После Мюнхенского сговора Сталин почувствовал возросшие шансы для осуществления идеи мировой революции. М. Буроменский еще до публикации в России «Ледокола» В. Суворова обратил внимание на «революционные намерения» Сталина, на то, что уже к концу 1938 г. советская внешняя политика была ориентирована Сталиным на войну в Европе как на свершившийся факт, от которой он ждал вполне определенных политических дивидендов, возлагая при этом особые надежды на Германию, способную ускорить реализацию идеи мировой революции[1284]20.
Сталин проговорился о своих намерениях 1 октября 1938 г., выступая перед пропагандистами Москвы и Ленинграда – участниками совещания, созванного в связи с выходом «Краткого курса истории ВКП(б)». Неожиданно он высказался предельно откровенно: «Большевики не просто пацифисты, которые вздыхают о мире и потом начинают браться за оружие только в том случае, если на них напали.

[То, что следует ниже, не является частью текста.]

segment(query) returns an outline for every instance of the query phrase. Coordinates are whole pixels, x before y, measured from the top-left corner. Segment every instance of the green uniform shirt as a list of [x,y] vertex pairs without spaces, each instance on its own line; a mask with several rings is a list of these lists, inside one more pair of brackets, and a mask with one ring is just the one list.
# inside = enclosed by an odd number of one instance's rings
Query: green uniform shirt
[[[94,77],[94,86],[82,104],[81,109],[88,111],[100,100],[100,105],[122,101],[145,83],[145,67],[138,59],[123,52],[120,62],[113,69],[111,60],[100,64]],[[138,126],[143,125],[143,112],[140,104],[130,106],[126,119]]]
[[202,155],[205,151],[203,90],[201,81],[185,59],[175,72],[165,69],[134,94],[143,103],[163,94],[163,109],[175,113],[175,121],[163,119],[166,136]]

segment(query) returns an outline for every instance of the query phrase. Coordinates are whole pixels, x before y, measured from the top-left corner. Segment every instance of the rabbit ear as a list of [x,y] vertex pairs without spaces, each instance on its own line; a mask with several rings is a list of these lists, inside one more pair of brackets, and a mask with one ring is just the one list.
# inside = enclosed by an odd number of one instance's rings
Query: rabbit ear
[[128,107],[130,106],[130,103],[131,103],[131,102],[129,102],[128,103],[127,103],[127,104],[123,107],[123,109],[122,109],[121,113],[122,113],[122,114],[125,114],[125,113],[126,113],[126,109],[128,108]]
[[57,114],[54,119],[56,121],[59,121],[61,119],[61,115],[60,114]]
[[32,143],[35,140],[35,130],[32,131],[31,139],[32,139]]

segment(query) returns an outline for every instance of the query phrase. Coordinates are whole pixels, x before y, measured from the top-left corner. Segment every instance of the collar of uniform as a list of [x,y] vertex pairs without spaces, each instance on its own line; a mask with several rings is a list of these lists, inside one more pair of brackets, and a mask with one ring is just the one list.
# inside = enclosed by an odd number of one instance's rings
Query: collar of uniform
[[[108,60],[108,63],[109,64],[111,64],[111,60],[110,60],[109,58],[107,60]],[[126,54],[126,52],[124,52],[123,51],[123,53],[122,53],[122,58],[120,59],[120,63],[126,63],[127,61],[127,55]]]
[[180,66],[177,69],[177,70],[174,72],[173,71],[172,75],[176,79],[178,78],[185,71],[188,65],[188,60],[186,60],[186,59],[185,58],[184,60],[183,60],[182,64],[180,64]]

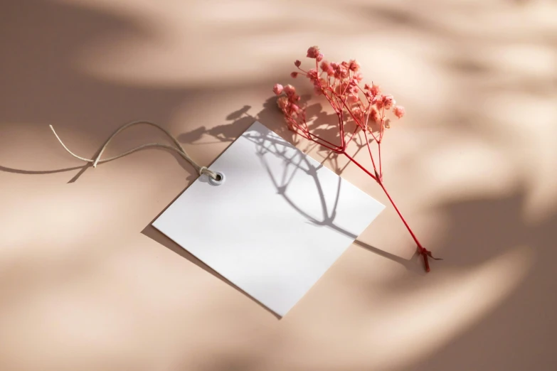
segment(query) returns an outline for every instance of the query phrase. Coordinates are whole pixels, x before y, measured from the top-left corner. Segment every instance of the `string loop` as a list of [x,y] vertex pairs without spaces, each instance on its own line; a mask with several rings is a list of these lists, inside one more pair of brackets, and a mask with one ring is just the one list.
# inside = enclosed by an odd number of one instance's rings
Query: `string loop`
[[[129,149],[129,151],[126,151],[125,152],[120,154],[117,156],[115,156],[112,157],[110,157],[108,158],[100,158],[100,156],[102,155],[102,153],[105,151],[105,149],[106,149],[107,146],[108,146],[108,144],[110,143],[110,141],[112,140],[112,139],[116,136],[118,134],[120,134],[123,130],[127,129],[129,127],[132,127],[133,125],[137,125],[138,124],[147,124],[148,125],[151,125],[153,127],[155,127],[156,128],[161,130],[164,134],[166,134],[171,139],[172,139],[172,141],[174,142],[174,144],[176,145],[176,147],[169,146],[168,144],[163,144],[161,143],[149,143],[147,144],[143,144],[141,146],[138,146],[135,148],[132,148],[132,149]],[[73,157],[81,160],[82,161],[88,162],[90,163],[92,163],[92,166],[94,168],[97,167],[97,165],[99,163],[102,163],[104,162],[108,162],[111,161],[112,160],[115,160],[117,158],[120,158],[120,157],[124,157],[124,156],[127,156],[130,154],[133,154],[134,152],[137,152],[137,151],[139,151],[141,149],[144,149],[145,148],[149,147],[161,147],[164,148],[166,149],[169,149],[171,151],[174,151],[176,152],[178,154],[181,156],[184,160],[188,161],[193,168],[196,169],[196,171],[199,173],[200,176],[202,176],[203,174],[206,174],[213,179],[216,180],[217,179],[217,174],[214,171],[209,170],[207,168],[206,166],[200,166],[198,165],[193,160],[191,159],[191,158],[188,155],[188,154],[186,152],[186,150],[184,149],[184,147],[182,147],[181,144],[180,144],[180,142],[178,141],[178,139],[176,139],[172,134],[171,134],[166,129],[161,127],[160,125],[158,125],[157,124],[155,124],[154,122],[150,122],[148,121],[134,121],[132,122],[129,122],[127,124],[125,124],[118,128],[107,139],[107,141],[105,142],[105,144],[102,146],[102,148],[101,148],[100,151],[99,151],[99,154],[97,155],[97,156],[94,159],[90,158],[85,158],[84,157],[79,156],[70,151],[67,146],[64,144],[64,143],[62,141],[62,139],[60,139],[60,136],[56,134],[56,131],[54,131],[54,128],[52,127],[52,125],[49,125],[51,127],[51,129],[52,130],[52,132],[54,133],[54,135],[56,136],[56,139],[58,140],[60,144],[62,144],[62,146],[64,147],[64,149],[65,149],[68,154],[72,155]]]

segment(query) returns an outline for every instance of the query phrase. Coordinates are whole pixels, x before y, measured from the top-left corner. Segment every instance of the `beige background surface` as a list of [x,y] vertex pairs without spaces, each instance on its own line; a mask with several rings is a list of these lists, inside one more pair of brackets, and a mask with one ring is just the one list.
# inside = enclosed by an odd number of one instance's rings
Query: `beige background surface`
[[[0,370],[557,369],[555,1],[0,6]],[[88,156],[149,119],[208,165],[253,117],[279,127],[271,87],[314,44],[406,107],[385,177],[445,258],[431,274],[388,208],[279,321],[149,227],[187,163],[155,149],[83,171],[48,129]]]

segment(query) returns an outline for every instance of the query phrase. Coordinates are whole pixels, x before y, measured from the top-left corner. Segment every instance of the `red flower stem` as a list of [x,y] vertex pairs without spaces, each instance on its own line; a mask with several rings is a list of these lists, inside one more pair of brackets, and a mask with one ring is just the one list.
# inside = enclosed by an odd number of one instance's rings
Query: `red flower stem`
[[398,214],[398,216],[400,217],[400,220],[403,221],[405,227],[406,227],[406,229],[408,230],[410,235],[412,236],[412,238],[414,239],[414,242],[418,245],[418,252],[422,255],[423,258],[423,264],[425,266],[425,271],[430,271],[430,262],[428,260],[428,257],[431,256],[431,252],[425,249],[422,246],[422,244],[420,243],[420,241],[418,240],[418,237],[416,237],[415,235],[414,235],[414,232],[412,231],[412,229],[408,225],[408,223],[406,222],[406,220],[404,219],[404,217],[400,213],[400,210],[399,210],[398,208],[396,207],[396,204],[391,198],[391,195],[389,195],[388,192],[387,192],[387,188],[385,188],[385,186],[383,184],[383,181],[380,179],[377,181],[377,183],[379,183],[379,186],[381,186],[381,188],[383,188],[383,191],[385,192],[386,195],[387,195],[387,198],[388,198],[388,200],[391,201],[391,204],[395,208],[395,210],[396,210],[396,213]]
[[377,149],[379,151],[379,178],[383,180],[383,166],[381,164],[381,144],[377,143]]
[[420,241],[418,240],[418,237],[414,234],[414,232],[412,231],[412,229],[410,227],[410,225],[408,225],[408,223],[406,222],[406,220],[403,216],[402,213],[400,213],[400,210],[398,210],[398,208],[396,206],[396,204],[395,203],[395,201],[393,200],[393,198],[391,197],[391,195],[387,191],[387,188],[385,188],[385,185],[383,184],[383,181],[381,181],[379,178],[374,176],[371,173],[369,172],[368,170],[367,170],[366,168],[362,166],[358,161],[356,161],[354,158],[350,156],[346,152],[344,152],[344,156],[348,157],[348,158],[352,161],[354,163],[355,163],[359,168],[362,169],[366,174],[368,174],[369,176],[371,176],[373,179],[375,180],[377,183],[379,183],[379,186],[381,186],[381,188],[383,188],[383,191],[385,193],[385,194],[387,195],[387,198],[388,198],[388,200],[391,202],[391,204],[393,205],[393,208],[394,208],[395,210],[396,211],[396,213],[398,214],[398,216],[400,217],[400,220],[403,221],[403,223],[404,223],[404,226],[406,227],[406,229],[408,230],[408,232],[410,232],[410,236],[412,236],[412,238],[414,240],[414,242],[418,245],[418,252],[420,253],[420,255],[422,255],[422,257],[423,258],[423,264],[425,267],[425,271],[430,271],[430,262],[428,259],[428,257],[431,257],[431,252],[427,250],[425,248],[424,248],[422,246],[422,244],[420,243]]
[[368,171],[368,169],[366,169],[366,168],[364,168],[364,166],[362,166],[361,165],[360,165],[360,163],[359,163],[358,161],[356,161],[356,160],[354,160],[354,158],[352,158],[352,157],[351,157],[351,156],[349,154],[348,154],[347,153],[346,153],[346,152],[343,152],[343,154],[344,154],[344,156],[346,156],[346,157],[348,157],[348,159],[349,159],[349,160],[350,160],[351,161],[352,161],[353,163],[355,163],[355,164],[356,164],[356,166],[357,166],[359,168],[360,168],[361,169],[362,169],[362,170],[363,170],[363,171],[364,171],[364,172],[365,172],[366,174],[368,174],[369,176],[371,176],[371,178],[373,178],[374,181],[377,181],[377,177],[376,177],[376,176],[374,176],[373,174],[372,174],[371,173],[370,173],[370,172],[369,172],[369,171]]

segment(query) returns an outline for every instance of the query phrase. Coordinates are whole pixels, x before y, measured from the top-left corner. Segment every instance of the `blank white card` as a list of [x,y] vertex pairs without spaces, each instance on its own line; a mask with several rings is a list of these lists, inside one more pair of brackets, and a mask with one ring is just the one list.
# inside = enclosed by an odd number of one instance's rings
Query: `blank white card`
[[280,316],[384,208],[255,122],[153,226]]

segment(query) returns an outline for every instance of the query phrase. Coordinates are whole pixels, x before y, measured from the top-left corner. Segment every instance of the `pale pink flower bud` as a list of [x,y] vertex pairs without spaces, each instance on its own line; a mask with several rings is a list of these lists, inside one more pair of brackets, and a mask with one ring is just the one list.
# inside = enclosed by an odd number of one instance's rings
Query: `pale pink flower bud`
[[277,104],[278,104],[279,107],[284,111],[288,106],[288,98],[284,95],[280,97],[278,100],[277,100]]
[[317,70],[315,68],[312,68],[309,71],[307,71],[307,77],[311,80],[314,81],[315,80],[317,80]]
[[292,96],[295,94],[296,94],[296,88],[294,87],[292,85],[288,84],[285,87],[285,92],[289,97]]
[[369,119],[373,122],[379,121],[379,114],[377,112],[376,109],[372,109],[371,112],[369,112]]
[[395,108],[393,109],[393,113],[395,114],[395,116],[400,119],[404,116],[404,114],[406,113],[406,109],[402,106],[395,106]]
[[379,87],[379,85],[376,85],[375,84],[372,84],[371,89],[370,90],[370,92],[371,92],[371,95],[378,95],[379,93],[381,92],[381,89]]
[[319,47],[317,45],[312,46],[307,50],[307,55],[309,58],[317,58],[319,55]]
[[360,63],[355,59],[351,59],[350,62],[349,62],[349,68],[354,72],[359,71],[360,70]]
[[381,100],[383,101],[383,104],[385,107],[385,109],[391,109],[391,108],[395,104],[395,100],[393,97],[393,96],[390,94],[381,97]]
[[275,84],[275,86],[272,87],[272,91],[275,92],[275,94],[279,95],[282,92],[282,85],[280,84]]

Неверно это. Бывают случаи, когда большевики сами будут нападать, если война справедливая, если обстановка подходящая, если условия благоприятствуют, сами начнут нападать. Они вовсе не против наступления, не против всякой войны. То, что мы сейчас кричим об обороне – это вуаль, вуаль. Все государства маскируются: "с волками живешь, по-волчьи приходится выть". Глупо было бы свое нутро выворачивать и на стол выложить. Сказали бы, что дураки»[1285]21.
Только с учетом подлинных намерений Сталина становится понятным смысл сталинской форсированной индустриализации, на которую направлялись все средства у обобранного властью населения, а также тот смысл, который вкладывал Сталин в ответ на вопрос: «Что нужно, чтобы действительно победить? Для этого нужны три вещи: первое, что нам нужно, – вооружение, второе – вооружение, третье – еще и еще раз вооружение»[1286]22.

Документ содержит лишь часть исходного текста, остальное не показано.